If you look at ‘Sound Check’ in a structural sense, which I guess I do sometimes on here, you can say it’s split into three different sections. You firstly get the “Graviteh-eh-eh-eh” verses, the instrumental breaks where the dubby bass guitar comes in with the record scratching, and the “ah don’t ‘pon me down” verses. Some websites list the latter part as the choruses. They seem like the least chorus-like parts of the song. Damon Albarn’s doing a thing that he does throughout the album, which is switching up his vocal style, really exploring parts of his voice that he never would with Blur and singing actual words mixed with a bit of gibberish which have some meaning and sort of don’t.
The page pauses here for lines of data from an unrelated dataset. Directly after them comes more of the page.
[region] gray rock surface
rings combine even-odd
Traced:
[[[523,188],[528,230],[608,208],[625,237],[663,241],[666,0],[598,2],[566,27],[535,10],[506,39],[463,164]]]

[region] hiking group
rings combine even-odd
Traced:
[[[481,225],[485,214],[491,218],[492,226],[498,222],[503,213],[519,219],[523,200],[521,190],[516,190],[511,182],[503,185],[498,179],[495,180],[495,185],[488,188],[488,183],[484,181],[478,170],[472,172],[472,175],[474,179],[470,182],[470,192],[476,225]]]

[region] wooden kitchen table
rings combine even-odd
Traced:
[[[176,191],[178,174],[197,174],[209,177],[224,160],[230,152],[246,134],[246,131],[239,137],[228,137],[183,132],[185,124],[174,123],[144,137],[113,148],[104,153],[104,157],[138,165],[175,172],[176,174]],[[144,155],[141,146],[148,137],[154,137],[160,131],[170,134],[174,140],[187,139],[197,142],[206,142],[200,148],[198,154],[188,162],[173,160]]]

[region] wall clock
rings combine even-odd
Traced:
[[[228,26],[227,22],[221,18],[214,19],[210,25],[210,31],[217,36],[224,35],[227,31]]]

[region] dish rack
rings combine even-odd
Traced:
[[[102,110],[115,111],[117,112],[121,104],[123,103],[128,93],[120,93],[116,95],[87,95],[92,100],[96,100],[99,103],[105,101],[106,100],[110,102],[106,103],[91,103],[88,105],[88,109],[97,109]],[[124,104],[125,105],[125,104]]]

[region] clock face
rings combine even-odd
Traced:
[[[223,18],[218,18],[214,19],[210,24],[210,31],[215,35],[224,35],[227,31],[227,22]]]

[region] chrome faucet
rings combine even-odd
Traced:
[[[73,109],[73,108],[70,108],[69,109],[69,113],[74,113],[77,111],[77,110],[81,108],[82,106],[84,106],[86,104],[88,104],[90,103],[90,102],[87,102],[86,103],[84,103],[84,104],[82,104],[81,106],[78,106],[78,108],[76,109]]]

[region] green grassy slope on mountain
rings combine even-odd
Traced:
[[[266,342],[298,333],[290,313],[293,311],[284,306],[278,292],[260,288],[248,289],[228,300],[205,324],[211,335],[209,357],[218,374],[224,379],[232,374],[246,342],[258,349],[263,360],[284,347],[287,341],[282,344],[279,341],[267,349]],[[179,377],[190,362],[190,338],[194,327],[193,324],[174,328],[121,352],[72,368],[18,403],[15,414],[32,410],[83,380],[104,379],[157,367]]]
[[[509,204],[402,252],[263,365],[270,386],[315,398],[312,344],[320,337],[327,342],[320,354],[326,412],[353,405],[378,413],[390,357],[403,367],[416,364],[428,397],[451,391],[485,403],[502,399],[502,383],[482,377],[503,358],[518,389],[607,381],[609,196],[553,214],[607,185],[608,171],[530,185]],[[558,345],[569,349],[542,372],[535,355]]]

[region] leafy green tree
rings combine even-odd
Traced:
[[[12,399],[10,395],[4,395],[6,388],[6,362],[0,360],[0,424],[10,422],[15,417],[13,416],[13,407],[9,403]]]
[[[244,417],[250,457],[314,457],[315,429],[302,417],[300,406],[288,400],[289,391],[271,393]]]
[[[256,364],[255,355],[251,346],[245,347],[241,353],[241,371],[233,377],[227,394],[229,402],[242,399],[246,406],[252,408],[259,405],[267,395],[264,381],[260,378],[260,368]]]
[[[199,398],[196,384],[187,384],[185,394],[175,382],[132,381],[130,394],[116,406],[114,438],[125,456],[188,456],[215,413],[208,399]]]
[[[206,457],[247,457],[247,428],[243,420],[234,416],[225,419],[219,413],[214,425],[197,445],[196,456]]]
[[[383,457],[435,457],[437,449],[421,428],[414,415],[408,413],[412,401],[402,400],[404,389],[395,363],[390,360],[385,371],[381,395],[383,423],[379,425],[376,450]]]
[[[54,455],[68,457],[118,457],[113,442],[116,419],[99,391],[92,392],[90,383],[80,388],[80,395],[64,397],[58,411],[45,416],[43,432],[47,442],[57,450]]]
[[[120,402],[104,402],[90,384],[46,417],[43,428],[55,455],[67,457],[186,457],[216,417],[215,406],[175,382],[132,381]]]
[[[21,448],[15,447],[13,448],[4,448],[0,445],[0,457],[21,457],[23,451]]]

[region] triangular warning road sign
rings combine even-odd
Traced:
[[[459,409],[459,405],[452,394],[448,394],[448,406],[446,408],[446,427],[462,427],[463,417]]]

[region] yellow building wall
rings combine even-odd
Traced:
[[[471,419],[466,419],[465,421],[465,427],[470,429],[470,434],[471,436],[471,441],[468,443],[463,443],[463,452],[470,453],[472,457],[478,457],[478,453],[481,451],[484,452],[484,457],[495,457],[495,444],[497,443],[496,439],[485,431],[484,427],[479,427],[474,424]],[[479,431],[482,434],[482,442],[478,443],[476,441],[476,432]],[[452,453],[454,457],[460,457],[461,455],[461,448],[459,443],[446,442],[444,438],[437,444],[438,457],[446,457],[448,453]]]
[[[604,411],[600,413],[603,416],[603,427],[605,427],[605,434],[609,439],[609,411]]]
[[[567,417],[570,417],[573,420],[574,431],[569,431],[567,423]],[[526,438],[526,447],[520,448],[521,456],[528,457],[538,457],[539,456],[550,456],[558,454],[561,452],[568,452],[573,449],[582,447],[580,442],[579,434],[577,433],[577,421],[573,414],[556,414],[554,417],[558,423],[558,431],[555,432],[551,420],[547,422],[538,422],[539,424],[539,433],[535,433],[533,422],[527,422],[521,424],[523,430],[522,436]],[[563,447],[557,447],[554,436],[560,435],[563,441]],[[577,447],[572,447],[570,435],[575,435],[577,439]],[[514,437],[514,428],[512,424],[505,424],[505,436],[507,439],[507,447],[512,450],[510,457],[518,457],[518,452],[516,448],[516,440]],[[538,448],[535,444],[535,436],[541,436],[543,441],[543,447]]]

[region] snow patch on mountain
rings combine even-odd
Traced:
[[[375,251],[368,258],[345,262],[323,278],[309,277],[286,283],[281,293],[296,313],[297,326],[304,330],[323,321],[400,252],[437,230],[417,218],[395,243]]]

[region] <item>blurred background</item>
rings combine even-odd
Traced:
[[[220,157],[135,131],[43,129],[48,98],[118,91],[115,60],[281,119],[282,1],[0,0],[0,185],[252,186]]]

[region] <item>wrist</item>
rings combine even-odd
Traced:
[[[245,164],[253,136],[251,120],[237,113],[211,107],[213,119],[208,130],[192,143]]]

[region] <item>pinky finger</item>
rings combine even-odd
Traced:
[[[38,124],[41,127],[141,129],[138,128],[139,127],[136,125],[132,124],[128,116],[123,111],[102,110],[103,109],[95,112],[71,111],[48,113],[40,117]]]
There’s always a very fine melody associated with them all, though.

The main puzzle I’d always had with the track was regarding the sample that’s used during the instrumental breaks. Once I read that the person in that sample was saying “I’m gonna rock this rigging”. And it sounds like that, thought it was a pretty valid deduction, so I’ve been singing it that way for all this time. But before writing this, I just did a little check to see how the lyrics are noted on various websites. One of the first few results that came up was a Reddit post asking about that sample lyric, and someone straight up posted the actual source. You hear it about 27 seconds in. So it’s actually just “I’m gonna rock this pla-ace”. It’ll take me some time to get used to that. But that’s one question solved that I don’t have to think about anymore.